Safety, Tolerability and Pharmacokinetics of KUC 7483 CL Tablets in Healthy Male Volunteers

October 7, 2014 updated by: Boehringer Ingelheim

A Double-blind (at Each Dose Level), Randomised, Placebo Controlled Study to Evaluate Safety, Tolerability and Pharmacokinetics of Increasing Repeated Oral Doses of KUC 7483 CL Tablets (Dosage: 40, 120, 180 mg b.i.d.) Over 7 Days in Healthy Male Volunteers

Study to investigate safety, tolerability and pharmacokinetics of KUC 7483 CL after repeated dosing

Study Overview

Status

Completed

Conditions

Intervention / Treatment

Study Type

Interventional

Enrollment (Actual)

35

Phase

  • Phase 1

Participation Criteria

Researchers look for people who fit a certain description, called eligibility criteria.

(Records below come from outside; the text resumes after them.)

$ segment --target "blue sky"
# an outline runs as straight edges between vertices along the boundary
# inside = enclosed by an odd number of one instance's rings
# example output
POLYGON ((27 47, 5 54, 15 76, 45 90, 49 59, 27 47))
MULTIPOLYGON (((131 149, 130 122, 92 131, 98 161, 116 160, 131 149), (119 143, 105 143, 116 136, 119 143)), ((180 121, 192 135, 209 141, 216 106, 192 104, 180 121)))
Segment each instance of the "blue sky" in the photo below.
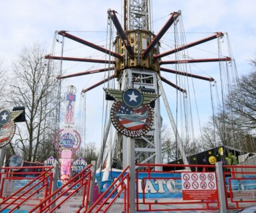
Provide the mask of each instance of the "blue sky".
MULTIPOLYGON (((172 11, 181 10, 186 39, 188 42, 211 35, 213 32, 229 33, 234 58, 239 76, 252 71, 249 60, 256 58, 256 1, 254 0, 152 0, 154 32, 157 33, 172 11)), ((106 43, 107 11, 111 8, 118 13, 122 19, 121 0, 61 1, 61 0, 9 0, 1 3, 0 19, 0 59, 3 67, 11 72, 12 61, 24 47, 35 42, 45 44, 47 52, 51 48, 55 31, 68 30, 86 40, 101 45, 106 43), (79 32, 78 32, 79 31, 79 32)), ((172 29, 164 37, 164 42, 171 41, 172 29)), ((226 41, 225 41, 226 42, 226 41)), ((213 41, 202 46, 204 50, 216 51, 213 41)), ((81 45, 65 41, 67 55, 71 57, 97 57, 98 53, 81 45)), ((56 52, 59 51, 56 43, 56 52)), ((224 49, 223 49, 224 50, 224 49)), ((195 51, 196 53, 197 51, 195 51)), ((205 55, 203 52, 203 55, 205 55)), ((199 53, 200 54, 200 53, 199 53)), ((101 55, 102 57, 102 55, 101 55)), ((201 57, 203 57, 201 56, 201 57)), ((78 63, 66 64, 66 73, 73 73, 104 67, 95 65, 78 63)), ((198 75, 213 77, 219 71, 216 65, 204 65, 197 71, 198 75)), ((164 74, 165 75, 165 74, 164 74)), ((167 75, 164 77, 168 77, 167 75)), ((102 79, 102 75, 73 78, 65 81, 64 85, 74 85, 78 89, 78 96, 83 88, 102 79)), ((170 79, 173 77, 170 77, 170 79)), ((195 81, 199 100, 198 105, 202 116, 202 122, 211 116, 208 83, 195 81), (206 104, 207 102, 207 104, 206 104)), ((65 87, 65 86, 64 86, 65 87)), ((176 91, 166 88, 166 94, 175 110, 176 91)), ((65 88, 63 88, 65 91, 65 88)), ((101 120, 103 91, 97 88, 86 95, 86 142, 100 144, 101 120)), ((78 105, 78 103, 77 106, 78 105)), ((164 108, 161 108, 164 123, 168 126, 164 108)))

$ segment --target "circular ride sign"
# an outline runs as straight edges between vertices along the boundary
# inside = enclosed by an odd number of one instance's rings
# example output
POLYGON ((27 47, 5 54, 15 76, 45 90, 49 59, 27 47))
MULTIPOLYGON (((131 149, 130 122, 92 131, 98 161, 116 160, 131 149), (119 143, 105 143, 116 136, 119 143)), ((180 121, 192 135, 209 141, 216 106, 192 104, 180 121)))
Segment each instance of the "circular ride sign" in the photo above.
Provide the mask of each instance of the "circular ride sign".
POLYGON ((16 126, 13 120, 19 114, 17 112, 14 114, 7 108, 0 109, 0 147, 7 145, 13 138, 16 126))
POLYGON ((136 89, 122 91, 122 101, 115 101, 111 108, 111 120, 122 134, 129 137, 144 135, 153 124, 154 109, 136 89))

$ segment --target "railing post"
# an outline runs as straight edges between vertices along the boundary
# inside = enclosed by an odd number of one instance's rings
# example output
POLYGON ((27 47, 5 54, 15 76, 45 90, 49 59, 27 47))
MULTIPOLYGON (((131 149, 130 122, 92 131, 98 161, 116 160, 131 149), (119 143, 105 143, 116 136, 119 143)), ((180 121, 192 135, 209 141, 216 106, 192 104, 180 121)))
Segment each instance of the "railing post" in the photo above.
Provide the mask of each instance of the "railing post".
POLYGON ((3 160, 5 156, 5 147, 0 148, 0 168, 3 166, 3 160))
POLYGON ((227 213, 227 204, 226 198, 225 194, 224 188, 224 178, 223 178, 223 163, 221 162, 217 162, 215 164, 217 181, 218 185, 218 194, 219 201, 219 210, 220 213, 227 213))
POLYGON ((91 162, 91 182, 90 183, 90 194, 89 194, 89 208, 92 206, 93 200, 94 200, 94 184, 95 184, 95 176, 96 174, 96 162, 95 160, 92 160, 91 162))
POLYGON ((129 202, 130 213, 135 212, 135 139, 127 137, 127 158, 130 165, 129 202))
MULTIPOLYGON (((52 186, 51 186, 51 194, 53 193, 57 190, 57 177, 59 176, 59 163, 55 160, 55 162, 53 164, 53 168, 52 170, 52 186)), ((52 196, 51 200, 53 200, 57 194, 55 194, 52 196)), ((51 204, 51 208, 53 208, 55 206, 56 204, 54 202, 51 204)))

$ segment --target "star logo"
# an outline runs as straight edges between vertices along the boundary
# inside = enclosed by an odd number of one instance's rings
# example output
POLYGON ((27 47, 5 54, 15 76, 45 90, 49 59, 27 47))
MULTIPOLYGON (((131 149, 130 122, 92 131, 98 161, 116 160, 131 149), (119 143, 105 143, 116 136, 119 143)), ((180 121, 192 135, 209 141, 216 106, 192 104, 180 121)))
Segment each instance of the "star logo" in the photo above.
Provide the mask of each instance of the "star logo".
POLYGON ((0 112, 0 125, 5 125, 9 122, 11 113, 9 110, 5 109, 0 112))
POLYGON ((127 106, 136 108, 142 105, 143 96, 138 90, 131 88, 123 92, 122 100, 127 106))
POLYGON ((134 91, 132 91, 132 93, 131 95, 128 95, 128 96, 130 97, 130 101, 135 101, 136 103, 137 102, 137 97, 138 95, 135 95, 134 91))

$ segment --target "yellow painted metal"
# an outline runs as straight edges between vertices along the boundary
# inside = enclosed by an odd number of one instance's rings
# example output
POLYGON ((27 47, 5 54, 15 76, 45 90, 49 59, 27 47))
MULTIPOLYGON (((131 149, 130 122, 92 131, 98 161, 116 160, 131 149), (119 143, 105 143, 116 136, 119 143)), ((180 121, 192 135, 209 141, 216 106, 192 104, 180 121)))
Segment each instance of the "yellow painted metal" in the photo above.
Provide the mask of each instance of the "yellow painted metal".
POLYGON ((148 31, 133 30, 126 31, 126 35, 134 51, 134 55, 128 54, 123 41, 118 36, 114 42, 116 53, 123 56, 121 59, 116 59, 115 75, 118 77, 122 71, 129 68, 145 69, 160 72, 159 59, 154 59, 153 55, 158 54, 159 43, 152 51, 142 57, 142 53, 148 47, 154 35, 148 31))

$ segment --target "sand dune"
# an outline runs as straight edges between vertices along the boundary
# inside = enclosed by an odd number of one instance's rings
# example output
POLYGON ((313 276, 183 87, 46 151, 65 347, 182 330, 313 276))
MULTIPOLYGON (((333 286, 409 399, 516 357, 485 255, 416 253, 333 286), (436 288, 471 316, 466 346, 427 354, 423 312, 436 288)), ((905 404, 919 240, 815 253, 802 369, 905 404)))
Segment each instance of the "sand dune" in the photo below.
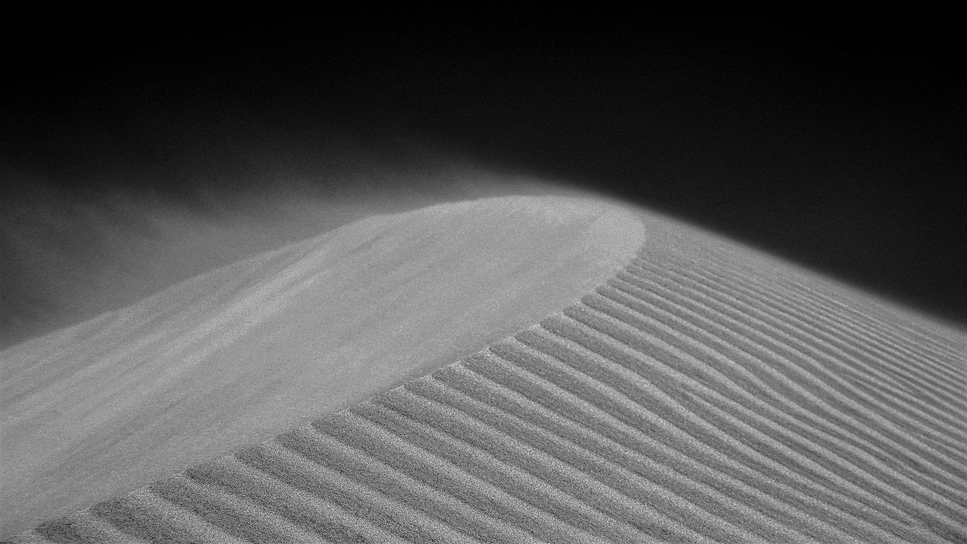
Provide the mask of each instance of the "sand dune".
POLYGON ((13 541, 967 542, 961 332, 637 221, 513 337, 13 541))

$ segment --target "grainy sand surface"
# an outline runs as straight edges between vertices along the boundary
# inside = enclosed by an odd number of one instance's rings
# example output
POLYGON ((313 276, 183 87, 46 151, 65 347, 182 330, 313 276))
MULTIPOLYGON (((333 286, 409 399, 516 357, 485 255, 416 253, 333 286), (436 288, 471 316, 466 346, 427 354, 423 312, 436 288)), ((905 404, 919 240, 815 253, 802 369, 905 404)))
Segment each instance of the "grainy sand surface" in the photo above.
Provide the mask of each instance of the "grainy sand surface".
POLYGON ((512 338, 14 541, 967 542, 963 333, 638 219, 512 338))

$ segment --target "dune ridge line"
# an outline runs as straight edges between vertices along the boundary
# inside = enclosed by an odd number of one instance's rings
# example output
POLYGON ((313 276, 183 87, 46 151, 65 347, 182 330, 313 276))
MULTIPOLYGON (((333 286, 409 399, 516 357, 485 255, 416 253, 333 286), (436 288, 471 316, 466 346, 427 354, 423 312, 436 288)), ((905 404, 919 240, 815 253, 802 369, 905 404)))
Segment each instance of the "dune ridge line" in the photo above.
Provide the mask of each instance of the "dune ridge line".
POLYGON ((539 324, 12 542, 967 542, 967 338, 647 216, 539 324))

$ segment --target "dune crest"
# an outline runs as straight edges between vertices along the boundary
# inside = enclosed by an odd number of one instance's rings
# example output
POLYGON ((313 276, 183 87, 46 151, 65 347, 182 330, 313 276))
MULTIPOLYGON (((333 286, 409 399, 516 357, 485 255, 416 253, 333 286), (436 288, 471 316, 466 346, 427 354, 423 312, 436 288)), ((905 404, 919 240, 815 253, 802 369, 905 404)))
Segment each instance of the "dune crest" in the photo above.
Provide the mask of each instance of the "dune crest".
POLYGON ((465 357, 577 300, 643 242, 591 199, 375 216, 13 347, 2 535, 465 357))

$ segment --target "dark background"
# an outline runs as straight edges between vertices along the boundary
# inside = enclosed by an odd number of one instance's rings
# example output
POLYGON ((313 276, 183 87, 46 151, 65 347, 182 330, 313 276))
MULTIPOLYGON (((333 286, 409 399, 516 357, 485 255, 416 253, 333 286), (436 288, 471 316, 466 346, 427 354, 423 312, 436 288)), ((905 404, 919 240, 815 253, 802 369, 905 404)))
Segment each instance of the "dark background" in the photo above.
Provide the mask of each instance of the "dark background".
POLYGON ((468 181, 474 168, 640 203, 963 326, 954 18, 23 21, 2 104, 3 345, 365 215, 361 202, 557 191, 468 181))

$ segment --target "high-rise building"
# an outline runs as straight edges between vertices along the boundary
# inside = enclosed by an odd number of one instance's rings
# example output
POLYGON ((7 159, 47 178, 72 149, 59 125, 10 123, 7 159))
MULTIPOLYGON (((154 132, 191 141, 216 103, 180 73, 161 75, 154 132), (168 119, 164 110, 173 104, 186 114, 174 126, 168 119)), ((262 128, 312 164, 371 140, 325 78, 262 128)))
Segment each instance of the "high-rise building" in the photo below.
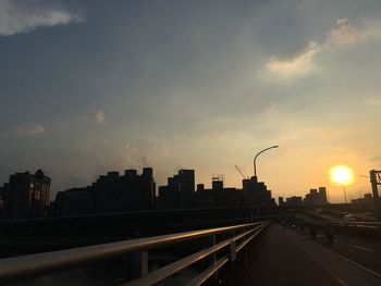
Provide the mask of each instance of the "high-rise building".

Some examples of these criteria are a person's general health condition or prior treatments.

Eligibility Criteria

Ages Eligible for Study

21 years to 60 years (Adult)

Accepts Healthy Volunteers

Yes

Genders Eligible for Study

Male

Description

Inclusion Criteria:

  1. Healthy males according to the following criteria:

    Based upon a complete medical history, including the physical examination, vital signs (BP, PR), 12-lead ECG, clinical laboratory tests

    • No finding deviating from normal and of clinical relevance
    • No evidence of a clinically relevant concomitant disease
  2. Age ≥21 and Age ≤60 years
  3. BMI ≥18.5 and BMI ≤29.9 kg/m2 (Body Mass Index)
  4. Signed and dated written informed consent prior to admission to the study in accordance with Good Clinical Practice and the local legislation

Exclusion Criteria:

  1. Gastrointestinal, hepatic, renal, respiratory, cardiovascular, metabolic, immunological or hormonal disorders
  2. Diseases of the central nervous system (such as epilepsy) or psychiatric disorders or neurological disorders
  3. History of relevant orthostatic hypotension, fainting spells or blackouts
  4. Chronic or relevant acute infections
  5. History of allergy/hypersensitivity (including drug allergy) which is deemed relevant to the trial as judged by the investigator
  6. Intake of drugs with a long half-life (> 24 hours) within at least one month or less than 10 half-lives of the respective drug prior to administration or during the trial
  7. Use of drugs which might reasonably influence the results of the trial based on the knowledge at the time of protocol preparation within 10 days prior to administration or during the trial
  8. Participation in another trial with an investigational drug within two months prior to administration or during the trial
  9. Smoker (> 10 cigarettes or > 3 cigars of > 3 pipes/day)
  10. Inability to refrain from smoking on trial days
  11. Alcohol abuse (more than 60 g/day)
  12. Drug abuse
  13. Blood donation (more than 100 mL within four weeks prior to administration or during the trial)
  14. Excessive physical activities (within one week prior to administration or during the trial)
  15. Any laboratory value outside the reference range of clinical relevance

Study Plan

This section provides details of the study plan, including how the study is designed and what the study is measuring.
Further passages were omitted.